Amgen’s boss makes a prime breakup target for Dan Loeb. Former Morgan Stanley banker Robert Bradway has run the $109 billion biotech being eyed by the activist investor for the past two years. The idea of splitting such companies into a cash cow and a growth arm comes up often, but rarely happens. Amgen may be the exception.
Its stock has significantly lagged rivals Gilead, Biogen Idec and Regeneron over the past decade. Sales of its blockbuster drugs for anemia have sharply fallen after safety concerns emerged. Loeb’s primary target are the company’s weaknesses; he wants Bradway to cut expenses – its prodigious R&D has generated more expenses than hits - and improve capital allocation. But the activist also wants the company to consider the more radical idea of splitting in two.
It’s not a new idea for the industry. Sanofi studied it a decade ago. Merck and Pfizer mulled it over more recently. The idea is that one company takes the drugs already on the market, generating cash and paying dividends. The other focuses on drugs under development.
The problem is that most drugs have a finite earnings shelf life. Once patent protection is lost, sales rapidly fall to zero. The other danger is that the declining business decides it wants to live and starts spending heavily on R&D or M&A. Meanwhile, the unit responsible for all the growth matures and starts paying a dividend. Keeping them together tends to make more sense.
If any company is amenable to a split, though, it’s Amgen. The company’s biological drugs are hard to copy so are likely to face limited competition even when patent protection expires. That means sales revenue from established medicines ought to decline slowly.

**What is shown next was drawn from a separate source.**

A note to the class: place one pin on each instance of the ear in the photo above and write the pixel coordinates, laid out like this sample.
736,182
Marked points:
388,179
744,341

The two businesses could be worth up to $120 billion in total according to a Sanford Bernstein research note put out this summer that Loeb referenced. The stock has jumped by more than a fifth since.
Bradway’s past as an investment banker means he more than many of his rival CEOs should appreciate the benefit of deploying some Wall Street-style financial engineering if it can create value. The idea may be a long shot, which may explain why Loeb is pulling his punches. But he has picked the right target.